Benefit of Cardiac Resynchronization Therapy in the COMPANION Trial

CRT=cardiac resynchronization therapy; CRT-D=cardiac resynchronization therapy plus implantable defibrillator; OPT=optimized medical therapy.Reproduced from Lindenfeld J et al. Effects of cardiac resynchronization therapy with or without a defibrillator on survial and hospitalizations in patients with New York Heart Association class IV heart failure. Circulation 2007;115:204–212. With permission from Lippincott, Williams and Wilkins.

In 4213 patients with mild HF, a systematic review and meta-analysis indicated that although CRT did not significantly reduce mortality (p=0.24), it did decrease HF events and left-ventricular end-diastolic volume while increasing 6-minute walk test and EF (p<0.001 for all) [Santangeli P et al. J Interv Card Electrophysiol 2011].

In two different meta-analyses, the CRT therapy was beneficial only in patients with a QRS ≥150 ms [Stavrakis S et al. J Cardiovasc Electrophysiol 2012; Sipahi I et al. Arch Intern Med 2011]. In the MADIT-CRT trial, patients with a QRS ≥150 msec experienced a significant benefit from CRT therapy (RR, 0.48; 95% CI, 0.37 to 0.63; p<0.001) compared with control therapy; however, patients with a QRS <150 msec did not experience a benefit from CRT therapy (RR 1.06; 95% CI, 0.74 to 1.52; p=0.75) [Moss AJ et al. N Engl J Med 2009]. In the RAFT trial, CRT therapy was beneficial in patients with LBBB versus right bundle-branch block (RBBB) and patients that were paced or had intraventricular conduction delay (IVCD) [Tang AS et al. N Engl J Med 2010]. In addition, patients with atrial fibrillation (AF) and HF did not respond as well as HF patients without AF in two different meta-analyses to CRT therapy [Wilton SB et al. Heart Rhythm 2011; Sharma AK, Heist EK. J Innovat Card Rhythm Manage 2012].

Wilson Tang, MD, Cleveland Clinic, Cleveland, Ohio, USA, presented data on biomarkers used in the diagnosis and treatment of HF. A biomarker is considered to be clinically useful if it can be measured via accurate and reproducible methods, there is a strong and consistent association between the marker and the outcome, and if it is superior to current tests or enhances outcomes of care.
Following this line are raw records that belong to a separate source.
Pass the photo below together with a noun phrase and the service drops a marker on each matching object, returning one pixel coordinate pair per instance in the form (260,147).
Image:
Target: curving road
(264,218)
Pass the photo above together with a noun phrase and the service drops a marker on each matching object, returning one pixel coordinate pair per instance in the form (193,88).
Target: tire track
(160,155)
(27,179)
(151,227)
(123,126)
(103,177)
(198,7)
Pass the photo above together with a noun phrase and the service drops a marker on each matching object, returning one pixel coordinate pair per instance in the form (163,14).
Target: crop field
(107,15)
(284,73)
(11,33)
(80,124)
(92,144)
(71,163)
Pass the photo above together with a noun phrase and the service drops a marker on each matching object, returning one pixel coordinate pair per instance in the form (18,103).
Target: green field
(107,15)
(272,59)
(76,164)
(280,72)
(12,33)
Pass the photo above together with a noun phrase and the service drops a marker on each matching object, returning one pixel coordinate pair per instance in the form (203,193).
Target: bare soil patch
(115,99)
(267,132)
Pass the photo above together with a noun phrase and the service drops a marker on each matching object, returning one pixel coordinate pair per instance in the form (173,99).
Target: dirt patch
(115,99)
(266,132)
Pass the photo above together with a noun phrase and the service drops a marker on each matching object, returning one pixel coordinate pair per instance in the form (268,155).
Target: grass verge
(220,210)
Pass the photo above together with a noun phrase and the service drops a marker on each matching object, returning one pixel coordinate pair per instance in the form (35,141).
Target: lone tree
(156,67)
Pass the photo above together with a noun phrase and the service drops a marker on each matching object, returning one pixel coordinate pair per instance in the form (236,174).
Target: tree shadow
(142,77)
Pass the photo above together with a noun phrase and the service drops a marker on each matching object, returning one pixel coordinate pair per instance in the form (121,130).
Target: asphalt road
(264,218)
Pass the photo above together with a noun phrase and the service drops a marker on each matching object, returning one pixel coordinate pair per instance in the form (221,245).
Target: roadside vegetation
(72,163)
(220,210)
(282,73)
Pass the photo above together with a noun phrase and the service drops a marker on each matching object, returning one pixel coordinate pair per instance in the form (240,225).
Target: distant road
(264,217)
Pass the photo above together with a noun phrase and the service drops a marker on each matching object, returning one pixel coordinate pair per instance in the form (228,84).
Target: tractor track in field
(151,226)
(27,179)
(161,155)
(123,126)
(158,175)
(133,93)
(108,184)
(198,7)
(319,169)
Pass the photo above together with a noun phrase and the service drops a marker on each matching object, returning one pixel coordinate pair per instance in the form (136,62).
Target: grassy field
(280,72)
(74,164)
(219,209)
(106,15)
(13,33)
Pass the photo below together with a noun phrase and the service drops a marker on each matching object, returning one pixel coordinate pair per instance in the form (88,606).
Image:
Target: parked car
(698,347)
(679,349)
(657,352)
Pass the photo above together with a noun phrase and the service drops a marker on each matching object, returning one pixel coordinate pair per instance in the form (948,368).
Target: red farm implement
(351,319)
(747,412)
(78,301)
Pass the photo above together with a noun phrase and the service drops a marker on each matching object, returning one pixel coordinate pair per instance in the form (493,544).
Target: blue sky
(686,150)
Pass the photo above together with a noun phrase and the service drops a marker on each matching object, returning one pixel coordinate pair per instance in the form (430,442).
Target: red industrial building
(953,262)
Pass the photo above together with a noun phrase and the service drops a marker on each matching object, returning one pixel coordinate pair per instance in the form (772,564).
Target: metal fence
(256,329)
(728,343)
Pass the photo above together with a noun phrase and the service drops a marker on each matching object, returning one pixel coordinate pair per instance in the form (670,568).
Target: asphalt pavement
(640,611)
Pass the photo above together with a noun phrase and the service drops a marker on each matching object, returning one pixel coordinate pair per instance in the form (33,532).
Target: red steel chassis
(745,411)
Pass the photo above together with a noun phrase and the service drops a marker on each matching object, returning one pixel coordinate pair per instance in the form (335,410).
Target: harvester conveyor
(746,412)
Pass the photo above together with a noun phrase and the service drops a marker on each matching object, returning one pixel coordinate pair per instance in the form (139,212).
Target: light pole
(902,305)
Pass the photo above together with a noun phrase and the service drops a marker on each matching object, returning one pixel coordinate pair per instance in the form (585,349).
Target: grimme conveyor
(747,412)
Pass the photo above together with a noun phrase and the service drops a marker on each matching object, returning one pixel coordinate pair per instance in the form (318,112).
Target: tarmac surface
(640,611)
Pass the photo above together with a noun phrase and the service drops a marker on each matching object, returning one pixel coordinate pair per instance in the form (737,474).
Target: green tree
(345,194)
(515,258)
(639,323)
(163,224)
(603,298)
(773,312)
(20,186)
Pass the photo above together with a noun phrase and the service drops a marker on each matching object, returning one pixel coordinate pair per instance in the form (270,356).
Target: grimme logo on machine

Biomarkers are useful adjunct to clinical diagnoses, yet incorporating them into clinical management still requires further refinement. In the 2013 AHA/ACC guidelines, there is a major change in the recommendations regarding biomarker use based on over a decade of clinical trials and experience. Recommended biomarkers include natriuretic peptides for the diagnosis and management of heart failure as well as biomarkers of myocardial injury and fibrosis for risk stratification [Yancy CW et al. Circulation 2013].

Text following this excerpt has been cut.